Roads to riches: better transport spending

by Marion Terrill


Australian governments have spent unprecedented sums on transport infrastructure in the past decade, and while important projects have been built, the overall investment has been poorly directed.

Our big cities are the engines of Australia’s economic growth, but investment has not prioritised vital urban freight and passenger routes. Our largest cities now face increasing congestion, and competition between passengers and freight.

Too much money has been spent on the wrong projects in the wrong places. In particular, governments have spent up big in electorates where federal elections are won and lost, funding roads that are not very important to the economy, but are popular with local voters.

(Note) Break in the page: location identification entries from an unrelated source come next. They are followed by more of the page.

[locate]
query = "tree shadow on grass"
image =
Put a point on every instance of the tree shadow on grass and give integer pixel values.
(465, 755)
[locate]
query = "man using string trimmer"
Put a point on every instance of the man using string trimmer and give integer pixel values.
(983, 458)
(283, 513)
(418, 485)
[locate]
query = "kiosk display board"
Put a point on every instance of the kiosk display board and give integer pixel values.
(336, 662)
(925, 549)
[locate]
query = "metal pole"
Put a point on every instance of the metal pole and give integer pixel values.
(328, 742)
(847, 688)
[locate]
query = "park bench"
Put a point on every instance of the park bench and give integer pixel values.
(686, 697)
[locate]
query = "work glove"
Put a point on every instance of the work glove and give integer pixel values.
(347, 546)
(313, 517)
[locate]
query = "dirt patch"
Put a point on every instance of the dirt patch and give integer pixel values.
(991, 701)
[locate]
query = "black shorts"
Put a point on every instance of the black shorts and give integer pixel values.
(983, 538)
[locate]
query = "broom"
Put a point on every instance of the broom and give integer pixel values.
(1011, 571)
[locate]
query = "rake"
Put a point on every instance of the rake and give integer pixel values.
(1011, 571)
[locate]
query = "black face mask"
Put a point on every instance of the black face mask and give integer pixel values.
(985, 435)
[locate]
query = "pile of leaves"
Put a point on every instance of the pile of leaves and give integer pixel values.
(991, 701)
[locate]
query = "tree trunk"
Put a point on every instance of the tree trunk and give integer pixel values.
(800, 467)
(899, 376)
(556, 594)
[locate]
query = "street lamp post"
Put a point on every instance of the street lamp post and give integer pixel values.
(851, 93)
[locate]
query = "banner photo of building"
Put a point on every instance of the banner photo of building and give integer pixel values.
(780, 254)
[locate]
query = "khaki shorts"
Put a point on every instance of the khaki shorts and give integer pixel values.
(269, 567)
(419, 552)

This ad hoc approach to infrastructure investment missed opportunities and wasted money. In some cases, return on investment has been staggeringly low. Project evaluation shows one highway upgrade between Geelong and Colac, not a project of national significance, is expected to yield a return of just eight cents for each dollar spent.

Canberra’s light rail, now being built, is likely to provide no more benefits than bus rapid transit but cost more than twice as much.

One difficulty is that there is little to stop politicians making dubious commitments on the basis of weak or undisclosed business cases, and particularly during election campaigns. Without more public information on potential projects, the public can’t be sure that funds will be spent wisely.

Oversight mechanisms aren’t working. Since 2012 over half of Commonwealth infrastructure spending has gone to projects where Infrastructure Australia has not published an evaluation. States have spent billions more with little transparency.

A better approach would be for an independent body to assess all infrastructure proposals rigorously on a like-for-like basis. The assessment of the net benefits should then be tabled in the parliament, and only then should governments be able to go ahead and commit public money.

Once governments are only building projects where the community benefit clearly outweighs the cost, their second step should be aim to build all such projects.